For today’s Tuesday Top 10 (hosted by The Broke and the Bookish), participants have been asked to list their favorite character-driven novels. Since character-driven novels are pretty much all I ever read, I could just point you to any of my year-end favorite posts and say, “Have at it,” but what fun would that be? It’s difficult for me to only pick ten, but I’ll give it a shot:
Benediction, Kent Haruf. All of Haruf’s works are character driven, and while my favorite of his is probably Plainsong, this particular novel really wrenched my heart.
Texasville, Larry McMurtry. This novel (part two of the Thalia Trilogy) revisits some of the cast of The Last Picture Show, 33 years later. Set during the 1980s Texas oil bust, it’s both funny and melancholy.
In the Woods, Tana French. I could have picked any of French’s books, but I decided to pick her first one because it was the first one I read and it was also the first time I felt like everything I love about literary fiction had been married to everything that’s great about suspense.
Straight Man, Richard Russo. Again, I could have picked any of Russo’s books, but this is one of my favorite books of all time. If you like books about father-son relationships or dry-witted academics (among other things), then pick it up ASAP.
Lamb, Bonnie Nadzam. This one is not for the faint of heart, but Nadzam does such an amazing job showing what’s going on inside the head of David Lamb that it’s both frightening and mesmerizing.
Canada, Richard Ford. When Dell Parson’s parents are arrested for robbing a bank, he is estranged from his twin sister and exiled to Canada, where he works for a man with a dark secret. I read this on a whim and loved every second of it.
The Sisters Brothers, Patrick deWitt. The Sisters brothers are assassins sent to kill a man who has invented a way to discover and steal gold from their boss. It’s a love story about two brothers, it’s a Western, and it’s darkly and awesomely funny.

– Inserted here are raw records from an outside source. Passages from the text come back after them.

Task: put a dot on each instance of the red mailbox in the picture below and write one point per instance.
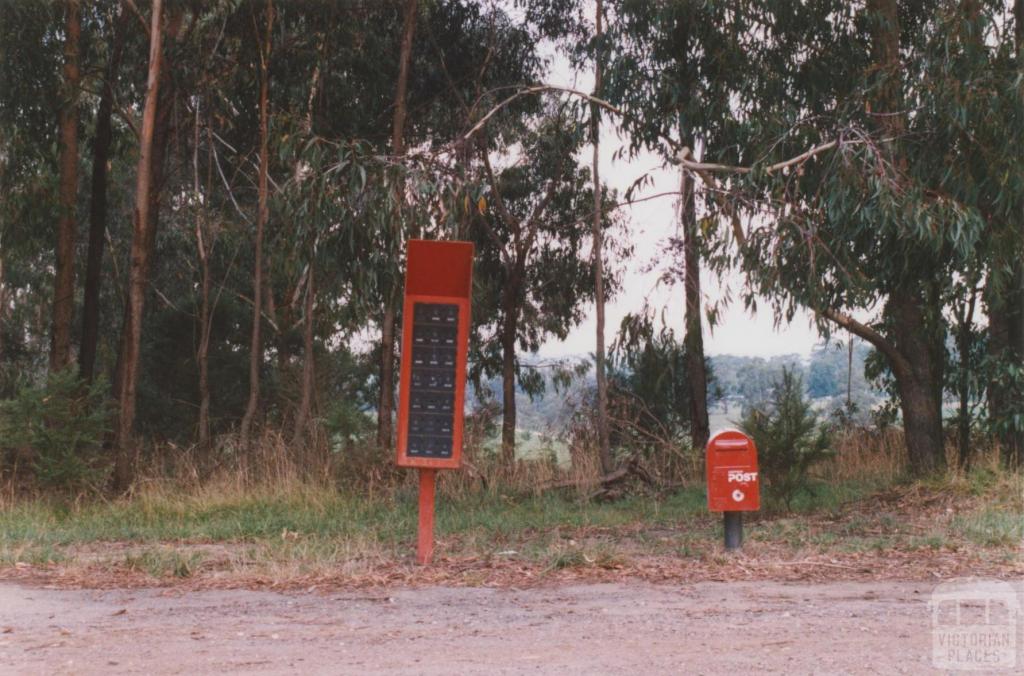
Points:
(733, 480)
(432, 384)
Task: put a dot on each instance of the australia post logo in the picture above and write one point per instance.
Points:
(740, 476)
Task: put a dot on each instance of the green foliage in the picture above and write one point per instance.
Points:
(648, 394)
(790, 439)
(58, 428)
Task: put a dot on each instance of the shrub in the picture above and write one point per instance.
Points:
(790, 439)
(58, 428)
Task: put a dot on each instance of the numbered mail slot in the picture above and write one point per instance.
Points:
(435, 336)
(733, 479)
(436, 357)
(432, 425)
(431, 403)
(434, 347)
(433, 380)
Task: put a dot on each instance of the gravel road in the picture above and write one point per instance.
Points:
(629, 628)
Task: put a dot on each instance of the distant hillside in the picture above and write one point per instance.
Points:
(737, 381)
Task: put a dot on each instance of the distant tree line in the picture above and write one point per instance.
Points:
(205, 205)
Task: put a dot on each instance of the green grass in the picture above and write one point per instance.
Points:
(298, 530)
(992, 526)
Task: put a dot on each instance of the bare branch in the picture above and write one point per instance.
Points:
(539, 89)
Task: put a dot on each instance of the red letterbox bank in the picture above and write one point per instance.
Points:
(733, 480)
(432, 384)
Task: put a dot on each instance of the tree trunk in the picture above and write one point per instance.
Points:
(1013, 440)
(603, 444)
(696, 372)
(141, 237)
(308, 363)
(385, 405)
(64, 284)
(965, 323)
(97, 207)
(919, 378)
(203, 348)
(3, 305)
(510, 330)
(256, 345)
(508, 392)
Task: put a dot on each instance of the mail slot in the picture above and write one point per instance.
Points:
(434, 347)
(733, 480)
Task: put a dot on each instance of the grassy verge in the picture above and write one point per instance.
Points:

You Are One of Them, Elliott Holt. What if your best friend disappeared? What if you had defined yourself around that disappearance, and then you learned it might not be true? This is an unusual coming-of-age story that I thoroughly intend to read again.
Olive Kitteridge, Elizabeth Strout. this is more a novel in stories, all which center around the central character of Olive Kitteridge, who lives in Crosby, Maine. Her story is told mostly through the eyes of the relatives and townspeople who know her.
The Dart League King, Keith Lee Morris. I’m big on stories about sad-sacks with big dreams. Russell Harmon is getting ready for his dart league to play its final championship game of the season, and he’s banking on more than a trophy if he wins. This book has so much more than meets the eye, and I wish I could get it into the hands of more people.